Monday, January 19, 2009

Spammers in Gmail

I recently got an email from my brother. It reads as follows:

Dear sir/madam,
We are an international electronic company. sell high quality low price
products, like IPOD, laptop, LCD TV, camera, mobile and so on. Welcome to visit
them, please visit our Web site:{redacted}
Online MSN/Mail:redacted disturb your precious time understanding. Best
wishes


My brother may be in Germany at the moment, but his English is much better than that. It was pretty clear his account had been spoofed as the reply to address.

Or was it? I took a look at the headers, and I was surprised to see that Gmail reckoned it had been sent by gmail.com. This is the whole domain-keys thing which is meant to prevent spam; surely it couldn't have been spoofed?

As it turns out, it wasn't. My brother found out that somebody in China (or at least whose IP address, 115.49.89.238, resolved back to China) had logged into his account and had sent the email to his address book. Somehow they had gotten his password; we're not sure how yet.
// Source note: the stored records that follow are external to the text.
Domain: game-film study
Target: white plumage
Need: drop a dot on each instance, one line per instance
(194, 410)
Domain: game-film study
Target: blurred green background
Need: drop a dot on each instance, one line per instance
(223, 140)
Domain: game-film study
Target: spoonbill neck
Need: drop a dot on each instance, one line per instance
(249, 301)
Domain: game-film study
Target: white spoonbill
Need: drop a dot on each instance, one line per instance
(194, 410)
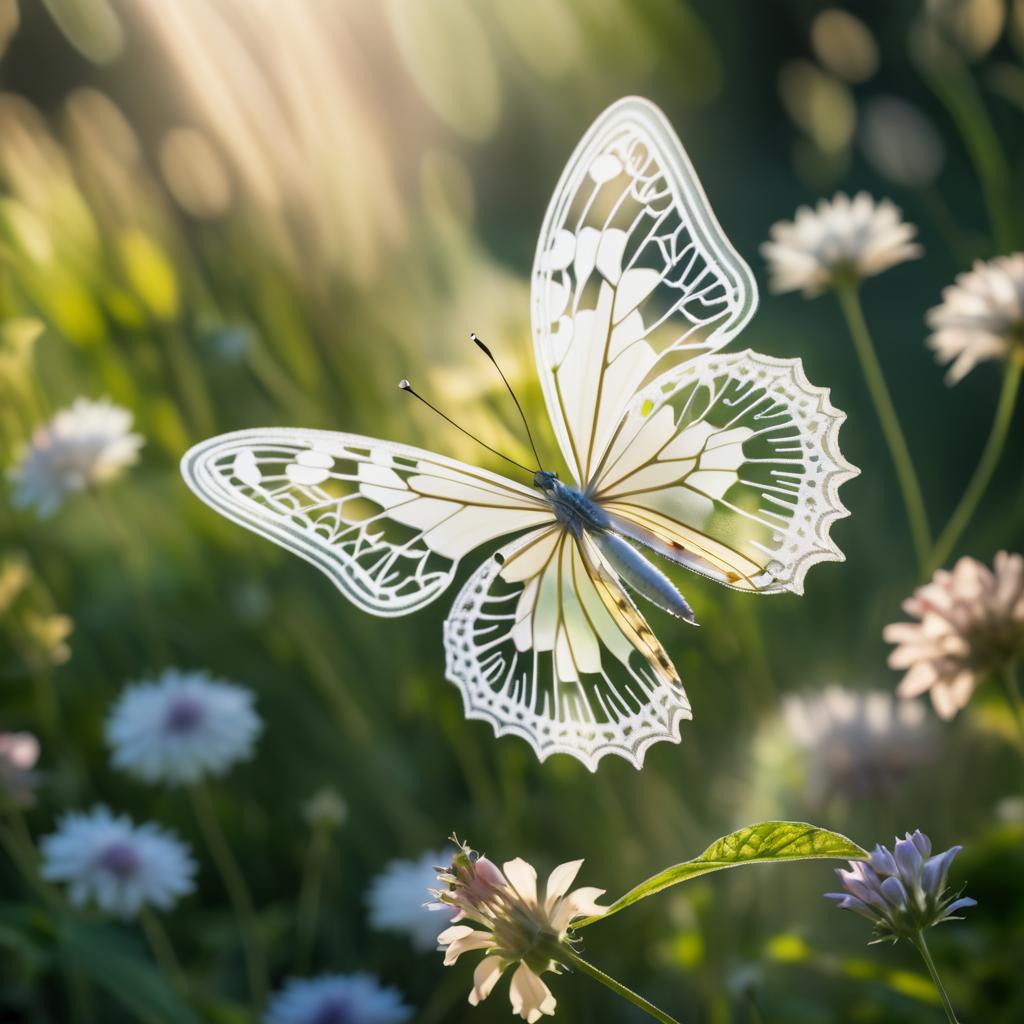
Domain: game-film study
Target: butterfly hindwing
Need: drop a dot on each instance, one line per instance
(632, 274)
(730, 465)
(387, 522)
(545, 643)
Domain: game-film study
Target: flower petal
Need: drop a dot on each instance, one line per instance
(530, 997)
(559, 881)
(475, 940)
(522, 878)
(484, 978)
(450, 935)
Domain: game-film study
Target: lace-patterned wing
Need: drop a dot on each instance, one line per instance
(632, 275)
(545, 644)
(730, 465)
(387, 522)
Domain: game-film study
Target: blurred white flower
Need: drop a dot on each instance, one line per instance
(981, 316)
(84, 445)
(181, 727)
(397, 896)
(842, 241)
(857, 743)
(119, 865)
(337, 998)
(519, 926)
(970, 625)
(18, 754)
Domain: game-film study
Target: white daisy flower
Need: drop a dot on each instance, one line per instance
(117, 864)
(396, 899)
(970, 624)
(861, 744)
(520, 927)
(181, 727)
(82, 446)
(981, 316)
(842, 241)
(18, 754)
(337, 998)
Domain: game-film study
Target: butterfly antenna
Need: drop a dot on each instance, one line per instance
(486, 351)
(406, 386)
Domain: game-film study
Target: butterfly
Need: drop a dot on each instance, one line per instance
(725, 463)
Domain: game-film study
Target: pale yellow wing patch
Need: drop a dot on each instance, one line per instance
(387, 522)
(730, 465)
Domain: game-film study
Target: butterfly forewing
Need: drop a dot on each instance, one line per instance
(545, 644)
(731, 464)
(632, 274)
(387, 522)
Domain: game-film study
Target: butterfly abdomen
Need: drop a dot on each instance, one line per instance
(639, 574)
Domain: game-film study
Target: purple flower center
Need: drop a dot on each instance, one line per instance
(184, 714)
(334, 1010)
(121, 859)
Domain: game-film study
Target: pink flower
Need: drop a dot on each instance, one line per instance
(519, 926)
(970, 625)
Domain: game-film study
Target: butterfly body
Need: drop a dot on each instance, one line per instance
(725, 463)
(579, 513)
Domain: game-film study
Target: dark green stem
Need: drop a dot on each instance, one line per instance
(922, 947)
(1012, 688)
(567, 956)
(309, 894)
(986, 466)
(849, 300)
(238, 892)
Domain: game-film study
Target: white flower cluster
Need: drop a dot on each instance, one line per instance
(87, 444)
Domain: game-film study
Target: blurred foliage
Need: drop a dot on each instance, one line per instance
(239, 213)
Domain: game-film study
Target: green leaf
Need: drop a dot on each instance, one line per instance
(769, 842)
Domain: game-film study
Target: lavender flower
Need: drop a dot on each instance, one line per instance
(901, 892)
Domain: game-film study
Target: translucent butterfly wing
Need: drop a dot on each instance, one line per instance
(730, 464)
(632, 274)
(387, 522)
(545, 644)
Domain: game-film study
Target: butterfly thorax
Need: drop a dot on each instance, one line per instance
(571, 507)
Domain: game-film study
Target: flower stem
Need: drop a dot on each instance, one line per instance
(638, 1000)
(312, 882)
(163, 950)
(849, 300)
(1010, 684)
(922, 947)
(238, 892)
(986, 466)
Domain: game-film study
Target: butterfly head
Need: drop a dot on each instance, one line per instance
(546, 480)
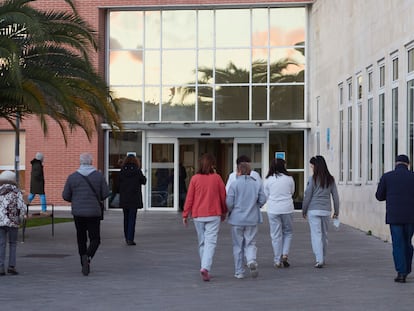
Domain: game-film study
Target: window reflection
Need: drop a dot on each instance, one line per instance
(286, 102)
(179, 29)
(233, 28)
(125, 67)
(232, 103)
(126, 31)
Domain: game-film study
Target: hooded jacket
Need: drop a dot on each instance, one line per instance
(12, 205)
(130, 181)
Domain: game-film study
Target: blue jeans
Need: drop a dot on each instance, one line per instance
(281, 233)
(130, 218)
(42, 200)
(318, 224)
(11, 232)
(207, 233)
(402, 249)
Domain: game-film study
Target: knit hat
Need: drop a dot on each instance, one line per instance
(39, 156)
(403, 158)
(8, 175)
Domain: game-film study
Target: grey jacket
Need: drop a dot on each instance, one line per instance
(318, 198)
(79, 193)
(244, 199)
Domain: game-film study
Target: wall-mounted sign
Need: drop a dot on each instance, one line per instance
(280, 155)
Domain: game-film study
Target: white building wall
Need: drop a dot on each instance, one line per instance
(346, 38)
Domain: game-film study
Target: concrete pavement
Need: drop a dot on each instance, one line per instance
(162, 271)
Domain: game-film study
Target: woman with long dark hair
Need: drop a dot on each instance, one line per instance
(279, 188)
(317, 206)
(206, 204)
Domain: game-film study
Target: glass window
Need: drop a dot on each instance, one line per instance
(410, 60)
(287, 26)
(125, 67)
(233, 28)
(410, 118)
(381, 151)
(232, 103)
(286, 102)
(370, 152)
(179, 29)
(126, 30)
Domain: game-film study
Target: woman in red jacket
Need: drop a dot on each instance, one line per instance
(206, 203)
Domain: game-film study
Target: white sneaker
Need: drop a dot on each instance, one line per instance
(254, 272)
(239, 276)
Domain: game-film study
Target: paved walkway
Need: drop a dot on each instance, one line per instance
(161, 272)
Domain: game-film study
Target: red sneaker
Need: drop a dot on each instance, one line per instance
(205, 275)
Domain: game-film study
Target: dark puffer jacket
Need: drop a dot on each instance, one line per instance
(130, 181)
(37, 179)
(397, 188)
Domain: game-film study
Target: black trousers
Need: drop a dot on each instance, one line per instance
(88, 227)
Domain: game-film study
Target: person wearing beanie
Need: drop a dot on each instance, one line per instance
(86, 189)
(396, 188)
(37, 181)
(12, 207)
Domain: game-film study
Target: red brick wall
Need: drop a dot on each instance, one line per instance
(61, 159)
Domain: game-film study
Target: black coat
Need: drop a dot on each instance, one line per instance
(37, 179)
(130, 181)
(397, 189)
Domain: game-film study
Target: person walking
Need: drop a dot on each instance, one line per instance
(396, 188)
(206, 204)
(131, 180)
(37, 181)
(86, 189)
(244, 199)
(12, 208)
(279, 188)
(317, 208)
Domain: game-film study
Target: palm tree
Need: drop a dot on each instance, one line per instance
(45, 69)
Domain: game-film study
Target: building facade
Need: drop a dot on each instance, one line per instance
(293, 78)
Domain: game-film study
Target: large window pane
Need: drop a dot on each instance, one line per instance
(126, 30)
(125, 67)
(259, 100)
(287, 26)
(260, 27)
(205, 103)
(233, 28)
(232, 103)
(152, 67)
(178, 67)
(152, 29)
(205, 29)
(178, 29)
(232, 66)
(286, 102)
(152, 103)
(130, 103)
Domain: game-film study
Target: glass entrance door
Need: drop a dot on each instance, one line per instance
(254, 149)
(162, 178)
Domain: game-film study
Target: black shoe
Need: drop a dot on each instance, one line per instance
(12, 270)
(400, 278)
(85, 264)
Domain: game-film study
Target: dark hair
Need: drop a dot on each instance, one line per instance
(130, 159)
(244, 168)
(321, 173)
(243, 158)
(277, 167)
(206, 164)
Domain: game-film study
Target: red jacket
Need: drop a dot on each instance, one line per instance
(206, 196)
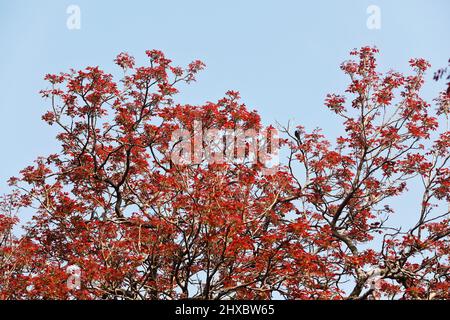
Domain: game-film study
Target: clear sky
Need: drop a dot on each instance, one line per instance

I've gotten him to run an antivirus scan with AVG and Avast, and an anti-spyware scan. Nothing has turned up on his laptop, so I can only assume he was caught on somebody else's machine.

The moral of the story is be careful where you log into your email from. It's altogether too easy to be blasé about it and assume that nobody could possibly be interested in your email, but my brother's case shows that anybody can be targetted.

And, the most important thing: change your password regularly, and don't reuse it for different sites.

1 comment:

Anonymous said...

Why didn't they change his password first? At least they didn't claim he was being held hostage and needed money.